Albert Rivera, presidente de Ciudadanos. :: Fernando Alvarado / Efe
Albert Rivera, presidente de Ciudadanos. :: Fernando Alvarado / Efe

El partido liberal se hace mayor

  • Ratificará en su cónclave el liderazgo abrumador de Rivera y reformará sus estatutos para españolizar un partido de raíces catalanas

Resuelto el bloqueo político y sin convocatorias electorales en el horizonte, Ciudadanos tiene fecha ya para su cuarta asamblea general, pero la primera como partido de ámbito nacional.

En estos dos años y medio, Albert Rivera ha llevado a una formación con tres escaños en el Parlamento catalán y un puñado de concejales a convertirse en la cuarta fuerza española, que irrumpió el 20-D en el Congreso con 40 diputados, mermados a 32 tras el 26-J, y que, aunque no quiera reconocer ese papel, es el sostén del Gobierno del PP.

Asentados ya, Rivera busca ahora cómo relanzar la marca naranja para seguir creciendo y eso pasa, en sus palabras, por definir «qué queremos ser de mayores». Por ello, la próxima asamblea, fijada para el 4 de febrero, deberá reformar buena parte de sus estatutos para adaptar los dos órganos directivos principales, el consejo general y el comité ejecutivo, a la nueva etapa. Tiene que reconvertir sus estructuras de partido catalán circunscrito a un territorio a una organización nacional con presencia política en casi todas las comunidades. Tiene que descatalanizarse para españolizarse.
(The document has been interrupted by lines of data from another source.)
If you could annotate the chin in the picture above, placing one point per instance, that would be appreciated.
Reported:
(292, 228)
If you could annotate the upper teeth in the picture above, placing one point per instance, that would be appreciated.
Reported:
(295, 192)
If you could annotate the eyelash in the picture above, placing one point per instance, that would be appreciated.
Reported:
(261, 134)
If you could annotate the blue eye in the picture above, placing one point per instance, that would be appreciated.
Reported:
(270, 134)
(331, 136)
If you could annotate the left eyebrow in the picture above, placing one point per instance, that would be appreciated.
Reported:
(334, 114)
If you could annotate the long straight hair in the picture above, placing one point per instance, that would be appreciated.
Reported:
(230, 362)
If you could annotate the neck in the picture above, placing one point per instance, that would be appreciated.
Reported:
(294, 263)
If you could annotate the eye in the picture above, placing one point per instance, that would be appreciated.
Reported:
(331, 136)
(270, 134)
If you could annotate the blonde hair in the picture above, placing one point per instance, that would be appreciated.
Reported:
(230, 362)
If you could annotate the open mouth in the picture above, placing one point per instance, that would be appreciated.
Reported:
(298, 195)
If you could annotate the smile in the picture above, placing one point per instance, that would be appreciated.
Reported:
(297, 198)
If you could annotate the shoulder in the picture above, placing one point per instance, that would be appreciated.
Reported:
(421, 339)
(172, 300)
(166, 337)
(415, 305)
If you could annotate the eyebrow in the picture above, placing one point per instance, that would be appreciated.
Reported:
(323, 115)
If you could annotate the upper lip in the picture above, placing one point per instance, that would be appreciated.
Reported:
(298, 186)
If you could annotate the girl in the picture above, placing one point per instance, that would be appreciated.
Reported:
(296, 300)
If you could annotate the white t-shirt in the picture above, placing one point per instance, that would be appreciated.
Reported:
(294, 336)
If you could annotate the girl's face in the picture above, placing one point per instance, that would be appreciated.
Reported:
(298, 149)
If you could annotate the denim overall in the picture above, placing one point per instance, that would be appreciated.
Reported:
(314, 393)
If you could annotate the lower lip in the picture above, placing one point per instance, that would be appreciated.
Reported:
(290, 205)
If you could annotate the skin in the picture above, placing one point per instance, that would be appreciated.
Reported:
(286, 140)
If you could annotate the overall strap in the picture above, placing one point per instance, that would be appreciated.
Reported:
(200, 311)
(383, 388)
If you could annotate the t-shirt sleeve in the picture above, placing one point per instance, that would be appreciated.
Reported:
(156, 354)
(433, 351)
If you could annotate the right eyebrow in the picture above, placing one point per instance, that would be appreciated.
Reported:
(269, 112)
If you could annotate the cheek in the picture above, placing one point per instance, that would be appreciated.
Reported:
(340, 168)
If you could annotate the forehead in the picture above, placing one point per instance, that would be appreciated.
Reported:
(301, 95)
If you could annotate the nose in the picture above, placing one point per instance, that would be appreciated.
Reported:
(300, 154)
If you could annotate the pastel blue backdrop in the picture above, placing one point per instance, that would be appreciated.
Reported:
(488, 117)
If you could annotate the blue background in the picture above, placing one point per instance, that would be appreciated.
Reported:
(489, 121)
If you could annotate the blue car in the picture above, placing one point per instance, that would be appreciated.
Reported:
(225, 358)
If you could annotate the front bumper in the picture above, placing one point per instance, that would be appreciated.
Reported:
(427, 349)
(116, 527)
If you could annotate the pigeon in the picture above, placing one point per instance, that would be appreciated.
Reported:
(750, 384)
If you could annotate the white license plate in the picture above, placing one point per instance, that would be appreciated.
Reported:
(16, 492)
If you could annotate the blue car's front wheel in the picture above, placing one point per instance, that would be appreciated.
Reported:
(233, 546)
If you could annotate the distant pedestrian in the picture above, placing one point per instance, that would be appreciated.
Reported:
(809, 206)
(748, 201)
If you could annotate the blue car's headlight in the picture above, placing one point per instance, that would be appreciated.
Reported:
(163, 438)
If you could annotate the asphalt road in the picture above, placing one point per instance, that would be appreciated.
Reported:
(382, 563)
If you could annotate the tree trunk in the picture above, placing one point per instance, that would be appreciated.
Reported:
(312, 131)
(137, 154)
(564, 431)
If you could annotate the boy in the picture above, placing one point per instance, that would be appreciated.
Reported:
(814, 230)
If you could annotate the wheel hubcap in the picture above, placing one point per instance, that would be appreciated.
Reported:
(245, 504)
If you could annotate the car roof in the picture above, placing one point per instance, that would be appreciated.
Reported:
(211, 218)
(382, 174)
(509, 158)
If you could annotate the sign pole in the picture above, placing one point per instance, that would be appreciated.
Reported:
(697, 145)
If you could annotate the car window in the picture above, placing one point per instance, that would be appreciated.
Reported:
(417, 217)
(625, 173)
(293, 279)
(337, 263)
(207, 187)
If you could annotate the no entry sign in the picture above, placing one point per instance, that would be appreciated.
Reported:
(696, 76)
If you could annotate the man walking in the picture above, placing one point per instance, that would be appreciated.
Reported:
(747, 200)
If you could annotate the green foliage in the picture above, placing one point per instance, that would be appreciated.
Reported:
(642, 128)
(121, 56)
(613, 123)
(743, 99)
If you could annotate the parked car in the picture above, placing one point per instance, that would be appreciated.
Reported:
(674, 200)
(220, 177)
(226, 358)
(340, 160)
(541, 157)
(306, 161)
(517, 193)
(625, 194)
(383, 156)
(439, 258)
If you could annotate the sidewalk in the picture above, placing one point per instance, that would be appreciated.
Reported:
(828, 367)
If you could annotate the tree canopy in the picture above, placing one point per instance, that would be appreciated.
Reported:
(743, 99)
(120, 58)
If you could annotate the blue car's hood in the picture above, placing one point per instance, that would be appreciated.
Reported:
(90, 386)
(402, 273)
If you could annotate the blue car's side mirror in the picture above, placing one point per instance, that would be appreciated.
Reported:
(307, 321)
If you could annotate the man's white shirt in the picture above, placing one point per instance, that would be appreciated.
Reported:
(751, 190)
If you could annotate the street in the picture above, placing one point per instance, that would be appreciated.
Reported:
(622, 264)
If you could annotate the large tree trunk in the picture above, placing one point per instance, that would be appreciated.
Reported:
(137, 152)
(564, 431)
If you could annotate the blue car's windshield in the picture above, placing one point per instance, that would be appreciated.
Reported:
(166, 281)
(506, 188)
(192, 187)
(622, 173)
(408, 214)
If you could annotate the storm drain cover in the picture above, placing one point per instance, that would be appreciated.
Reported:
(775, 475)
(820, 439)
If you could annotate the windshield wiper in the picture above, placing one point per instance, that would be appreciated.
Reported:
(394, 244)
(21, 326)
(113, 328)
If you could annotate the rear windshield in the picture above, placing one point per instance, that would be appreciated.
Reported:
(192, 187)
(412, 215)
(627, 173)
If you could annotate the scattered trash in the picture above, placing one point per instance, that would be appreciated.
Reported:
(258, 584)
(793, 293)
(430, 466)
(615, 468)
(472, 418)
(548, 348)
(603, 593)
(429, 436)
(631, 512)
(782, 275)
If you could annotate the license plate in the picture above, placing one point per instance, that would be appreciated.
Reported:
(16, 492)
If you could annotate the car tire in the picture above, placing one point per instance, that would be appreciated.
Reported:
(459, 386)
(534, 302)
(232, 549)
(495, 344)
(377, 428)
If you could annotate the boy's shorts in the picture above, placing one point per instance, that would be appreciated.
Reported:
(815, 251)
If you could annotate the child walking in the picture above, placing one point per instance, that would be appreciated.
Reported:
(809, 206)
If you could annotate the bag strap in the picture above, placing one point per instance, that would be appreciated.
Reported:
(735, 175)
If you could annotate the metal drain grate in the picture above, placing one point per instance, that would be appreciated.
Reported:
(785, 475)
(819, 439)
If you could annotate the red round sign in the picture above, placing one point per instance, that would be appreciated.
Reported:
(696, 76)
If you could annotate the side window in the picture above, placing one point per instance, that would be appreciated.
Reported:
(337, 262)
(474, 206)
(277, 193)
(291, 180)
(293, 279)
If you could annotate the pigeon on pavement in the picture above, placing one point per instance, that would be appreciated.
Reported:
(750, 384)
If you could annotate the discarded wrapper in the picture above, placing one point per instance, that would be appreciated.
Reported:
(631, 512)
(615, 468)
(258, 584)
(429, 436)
El consejo, máximo órgano entre asambleas, ampliará sus 70 miembros para dar cabida a una mayor representación de las organizaciones autonómicas. La ejecutiva también aumentará de 23 hasta un máximo 40 componentes para dar entrada a nuevas caras. Entre los nombres que suenan con más fuerza se encuentran algunos de los colaboradores más directos del líder naranja como Miguel Gutiérrez y Patricia Reyes, ambos miembros de la dirección del grupo parlamentario en el Congreso; Ignacio Prendes, vicepresidente de la Cámara baja, o el diputado Toni Roldán, uno de los hombres fuertes del equipo económico de Ciudadanos junto a Luis Garicano.
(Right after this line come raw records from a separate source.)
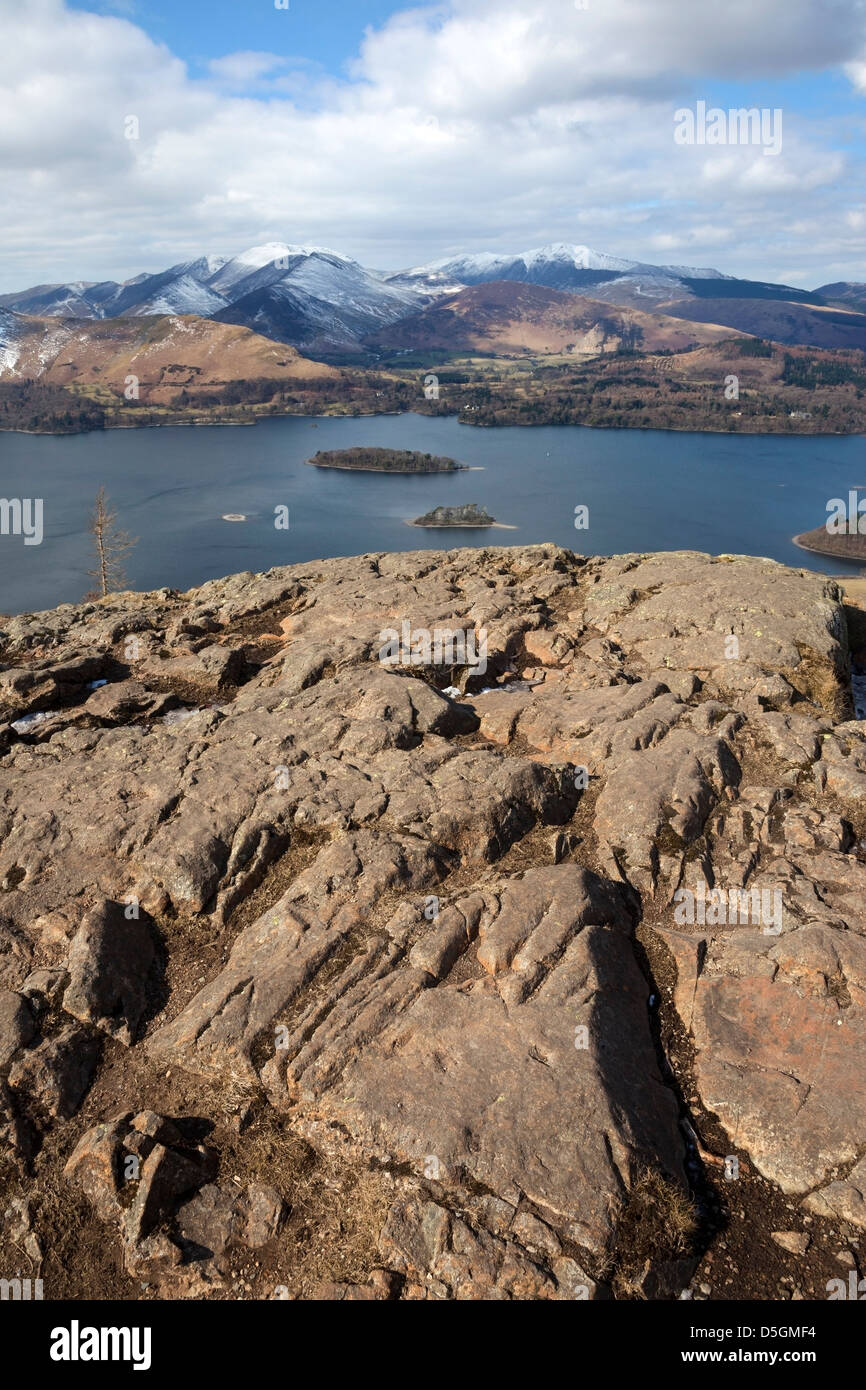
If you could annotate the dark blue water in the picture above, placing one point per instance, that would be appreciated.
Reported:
(645, 491)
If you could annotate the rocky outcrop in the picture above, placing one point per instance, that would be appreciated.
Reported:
(420, 909)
Con estos cambios, la dirección recogerá «las máximas sensibilidades del partido», según Rivera, y, especialmente, enmendará los agravios que sufren algunos territorios claves para el desarrollo político de la formación, como Madrid que cuenta solo con la representación orgánica de Begoña Villacís e Ignacio Aguado, portavoces en el Ayuntamiento y la Asamblea. Un caso similar viven en la Comunidad Valenciana o Andalucía con un solo representante cada uno pese la notable implantación de Ciudadanos en ellas.

Los miembros de las dos estructuras de la cúpula naranja se elegirán por primera vez por voto directo de los militantes. En el caso del consejo, con listas abiertas, y en el del comité ejecutivo, con una cerrada que será refrendada por sufragio de los afiliados una semana antes del cónclave. «Queremos demostrar que la democracia interna es compatible con la unidad de acción», defendió Rivera.

Nadie en el partido duda de que su actual y único líder arrasará en las primarias y eso desanimará la deseable competencia para reafirmar la imagen de pluralidad y democracia interna. Pero no se prevé ninguna alternativa. A lo sumo, la que presenten desde el colectivo TransC'sparencia, un grupo de militantes críticos pero con escaso peso interno.